There are several answers to such people. In the first place the kind of objection they feel…is very like the objection once felt to any English translation at all. Dozens of sincerely pious people in the sixteenth century shuddered at the idea of turning the time-honored Latin…into our common and (as they thought) “barbarous” English…. The answer then was the same as the answer now. The only kind of sanctity which Scripture can lose…by being modernized is an accidental kind which it never had for its writers or its earliest readers. The New Testament in the original Greek is not a work of literary art: it is not written in a solemn, ecclesiastical language; it is written in the sort of Greek which was spoken…[as] a utilitarian, commercial and administrative language. Does this shock us? It ought not to, except as the Incarnation itself ought to shock us.  The same divine humility which decreed that God should become a baby…and later an arrested field-preacher in the hands of the Roman police, decreed also that He should be preached in a vulgar, prosaic and unliterary language. If you can stomach the one, you can stomach the other.  The Incarnation is in that sense an irreverent doctrine: Christianity, in that sense, an incurably irreverent religion. When we expect that it should have come before the world in all the beauty that we now feel in the Authorised Version, we are as wide of the mark as the Jews were in expecting that the Messiah would come as a great earthly King. The real sanctity, the real beauty and sublimity of the New Testament (as of Christ’s life) are of a different sort: miles deeper or further in.

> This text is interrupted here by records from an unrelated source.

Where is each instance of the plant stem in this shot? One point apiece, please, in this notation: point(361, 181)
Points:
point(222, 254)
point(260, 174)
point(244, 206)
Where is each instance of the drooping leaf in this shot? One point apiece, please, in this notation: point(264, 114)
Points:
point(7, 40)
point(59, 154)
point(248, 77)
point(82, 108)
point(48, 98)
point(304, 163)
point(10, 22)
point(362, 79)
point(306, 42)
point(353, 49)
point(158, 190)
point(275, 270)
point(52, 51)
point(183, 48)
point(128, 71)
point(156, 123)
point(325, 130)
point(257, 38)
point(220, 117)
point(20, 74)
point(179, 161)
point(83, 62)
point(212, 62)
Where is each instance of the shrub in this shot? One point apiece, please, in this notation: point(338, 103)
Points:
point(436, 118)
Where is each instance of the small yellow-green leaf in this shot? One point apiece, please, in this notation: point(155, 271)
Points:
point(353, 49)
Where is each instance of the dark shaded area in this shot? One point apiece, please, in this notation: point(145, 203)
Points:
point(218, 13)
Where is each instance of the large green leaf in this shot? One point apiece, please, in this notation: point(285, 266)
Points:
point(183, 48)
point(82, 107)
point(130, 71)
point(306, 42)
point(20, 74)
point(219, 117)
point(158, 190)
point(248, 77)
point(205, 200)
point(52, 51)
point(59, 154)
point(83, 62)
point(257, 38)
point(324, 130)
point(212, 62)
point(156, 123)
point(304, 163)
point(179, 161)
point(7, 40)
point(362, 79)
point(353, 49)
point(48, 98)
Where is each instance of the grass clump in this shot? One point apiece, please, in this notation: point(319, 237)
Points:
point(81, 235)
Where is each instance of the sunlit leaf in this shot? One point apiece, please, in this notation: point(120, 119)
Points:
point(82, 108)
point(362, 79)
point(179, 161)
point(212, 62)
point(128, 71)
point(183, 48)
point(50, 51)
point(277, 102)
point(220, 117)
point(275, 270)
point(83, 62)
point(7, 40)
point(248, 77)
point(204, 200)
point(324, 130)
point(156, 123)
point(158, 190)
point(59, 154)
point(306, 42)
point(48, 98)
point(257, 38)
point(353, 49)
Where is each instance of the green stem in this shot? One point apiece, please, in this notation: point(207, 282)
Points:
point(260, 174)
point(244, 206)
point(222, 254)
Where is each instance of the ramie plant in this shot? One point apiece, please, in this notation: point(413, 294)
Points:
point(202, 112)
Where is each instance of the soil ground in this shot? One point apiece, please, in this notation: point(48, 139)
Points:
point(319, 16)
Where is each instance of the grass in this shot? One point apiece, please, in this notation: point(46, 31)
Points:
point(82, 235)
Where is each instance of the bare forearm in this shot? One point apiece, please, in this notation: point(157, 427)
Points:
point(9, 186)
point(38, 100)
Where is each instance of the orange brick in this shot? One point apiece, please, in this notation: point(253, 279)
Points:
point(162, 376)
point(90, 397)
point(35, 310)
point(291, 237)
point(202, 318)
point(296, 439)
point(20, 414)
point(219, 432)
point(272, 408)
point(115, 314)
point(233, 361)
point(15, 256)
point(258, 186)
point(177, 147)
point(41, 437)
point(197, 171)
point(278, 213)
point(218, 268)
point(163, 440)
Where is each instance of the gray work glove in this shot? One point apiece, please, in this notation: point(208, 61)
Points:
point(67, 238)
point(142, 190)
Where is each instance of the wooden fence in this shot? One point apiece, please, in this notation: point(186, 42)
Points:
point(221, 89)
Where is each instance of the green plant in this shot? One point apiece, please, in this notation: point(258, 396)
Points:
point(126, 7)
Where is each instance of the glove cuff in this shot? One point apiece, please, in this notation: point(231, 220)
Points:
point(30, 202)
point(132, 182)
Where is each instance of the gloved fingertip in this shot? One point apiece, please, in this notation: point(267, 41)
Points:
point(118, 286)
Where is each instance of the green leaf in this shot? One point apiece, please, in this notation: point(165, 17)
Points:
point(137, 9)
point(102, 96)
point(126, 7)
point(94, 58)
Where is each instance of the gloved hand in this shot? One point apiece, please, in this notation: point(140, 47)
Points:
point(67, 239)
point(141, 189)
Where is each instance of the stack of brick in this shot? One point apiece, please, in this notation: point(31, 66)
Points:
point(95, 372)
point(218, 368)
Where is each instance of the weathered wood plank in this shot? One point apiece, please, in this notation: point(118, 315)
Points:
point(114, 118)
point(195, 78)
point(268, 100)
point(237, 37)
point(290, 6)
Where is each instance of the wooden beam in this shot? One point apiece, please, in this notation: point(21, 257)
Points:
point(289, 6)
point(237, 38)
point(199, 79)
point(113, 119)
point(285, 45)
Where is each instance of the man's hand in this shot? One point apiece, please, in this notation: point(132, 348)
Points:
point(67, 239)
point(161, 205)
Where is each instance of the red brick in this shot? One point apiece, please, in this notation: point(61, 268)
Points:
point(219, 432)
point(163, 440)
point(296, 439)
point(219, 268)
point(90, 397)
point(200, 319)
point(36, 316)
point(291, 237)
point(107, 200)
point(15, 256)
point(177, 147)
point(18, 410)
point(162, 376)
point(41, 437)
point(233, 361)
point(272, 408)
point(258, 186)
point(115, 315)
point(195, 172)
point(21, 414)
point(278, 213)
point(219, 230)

Outgrown Clothes, Outgrown Translation
In the second place, the Authorised [King James] Version has ceased to be a good (that is, clear) translation. It is no longer modern English: the meanings of the words have changed. The same antique glamour which has made it (in the superficial sense) so “beautiful,” so “sacred,” so “comforting,” and so “inspiring” has also made it in many places unintelligible…. The truth is that if we are to have translation at all, we must have periodical re-translation. There is no such thing as translating a book into another language once and for all, for a language is a changing thing. If your son is to have clothes, it is no good buying him a suit once and for all: he will grow out of it and have to be re-clothed.

And finally, though it may seem a sour paradox—we must sometimes get away from the Authorised Version…simply because it is so beautiful…. Beauty exalts, but beauty also lulls…. Through that beautiful solemnity, the transporting or horrifying realities of which the Book tells may come to us blunted and disarmed, and we may only sigh with tranquil veneration when we ought to be burning with shame or struck dumb with terror or carried out of ourselves by ravishing hopes and adorations…. We ought therefore to welcome all new translations (when they are made by sound scholars).

C.S. Lewis's translator friend J.B. Phillips is perhaps best known as the author of Your God Is too Small.